Hash Tables in Python: A Deep Dive

Hash Tables in Python: A Deep Dive

Hash Tables, sometimes referred to as Hash Maps or Dictionaries in other languages, are an essential data structure that allows us to store and retrieve data efficiently. They achieve this through a process of mapping keys to specific locations in an array, known as hashing.

In today's post, we'll embark on a detailed exploration of Hash Tables, using a custom-built Python version. The end goal? To grasp the intricacies of hashing, handle collisions, and employ this mighty data structure in real-world scenarios.

Structure of a Hash Table

At its core, a Hash Table consists of an array and a hashing function. This function takes a key as input and returns an index where the associated value should be stored or retrieved.

Here's a breakdown of our custom HashTable class:

class HashTable:
    def __init__(self, size = 7):
        # Initializes an array with a default size of 7
        self.data_map = [None] * size

    def __hash(self, key):
        # Computes an index for the given key
        my_hash = 0
        for letter in key:
            # This formula ensures that the hash values are spread out over our array
            my_hash =(my_hash + ord(letter) * 23) % len(self.data_map)
        return my_hash

    def print_table(self):
        # Prints the contents of the hash table for debugging purposes
        for i, val in enumerate(self.data_map):
            print(i, ": ", val)

    def set_item(self, key, value):
        # Sets a new key-value pair into the hash table
        index = self.__hash(key)
        # If the index is empty (None), initialize it as an empty list
        if self.data_map[index] == None:
            self.data_map[index] = []
        # Appends the key-value pair to the list at the computed index
        self.data_map[index].append([key, value])

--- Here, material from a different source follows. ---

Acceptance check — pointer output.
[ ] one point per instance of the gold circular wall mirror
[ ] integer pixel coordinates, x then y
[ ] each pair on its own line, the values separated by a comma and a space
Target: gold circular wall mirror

    def get_item(self, key):
        # Retrieves a value based on its key
        index = self.__hash(key)
        if self.data_map[index] is not None:
            for i in range(len(self.data_map[index])):
                # Searches for the key in the index's list
                if self.data_map[index][i][0] == key:
                    return self.data_map[index][i][1]
        # Returns None if the key wasn't found
        return None

    def keys(self):
        # Returns all the keys present in the hash table
        all_keys = []
        for i in range(len(self.data_map)):
            if self.data_map[i] is not None:
                for j in range(len(self.data_map[i])):
                    all_keys.append(self.data_map[i][j][0])
        return all_keys

Exploring the Intricacies

  1. Hashing: Our hashing function __hash() transforms a key into an array index. By using the ord() function (which returns an integer representing the Unicode character), we ensure a good spread of values across the hash table. The multiplication by 23, a prime number, further randomizes this spread, reducing the chances of collisions. Finally, the modulo operation ensures that the resulting index remains within the bounds of the array.

  2. Collisions: Notice that our set_item() method can handle situations where two keys hash to the same index (a collision). This is achieved by storing key-value pairs in a list at the indexed location. If a collision occurs, the new key-value pair is simply appended to this list.

  3. Retrieval: The get_item() method calculates the key's hash, then checks if that index contains the required key-value pair. If it does, the associated value is returned. If not, the method returns None.

  4. Key Enumeration: Our keys() method returns a list of all keys currently in the hash table. This is useful for various applications, from debugging to operations that require knowledge of all current keys.

Why Hash Tables?

Hash tables offer O(1) average time complexity for both insertions and lookups, making them incredibly efficient for tasks involving frequent data retrieval or updates. However, they're not without their limitations and challenges, such as handling collisions and ensuring a good distribution of values to maintain performance.

In our Python example, we've seen a rudimentary hashing function and collision resolution using chaining (storing a list of key-value pairs at each index). This is just one approach, and as you delve deeper into the world of data structures, you'll encounter more sophisticated methods.

As always, understanding the inner workings of such structures provides the foundation for leveraging them most effectively in real-world scenarios, be it in Python or any other language. As you move forward, experimenting with different hashing functions and collision resolution strategies will deepen your appreciation and mastery of this versatile data structure.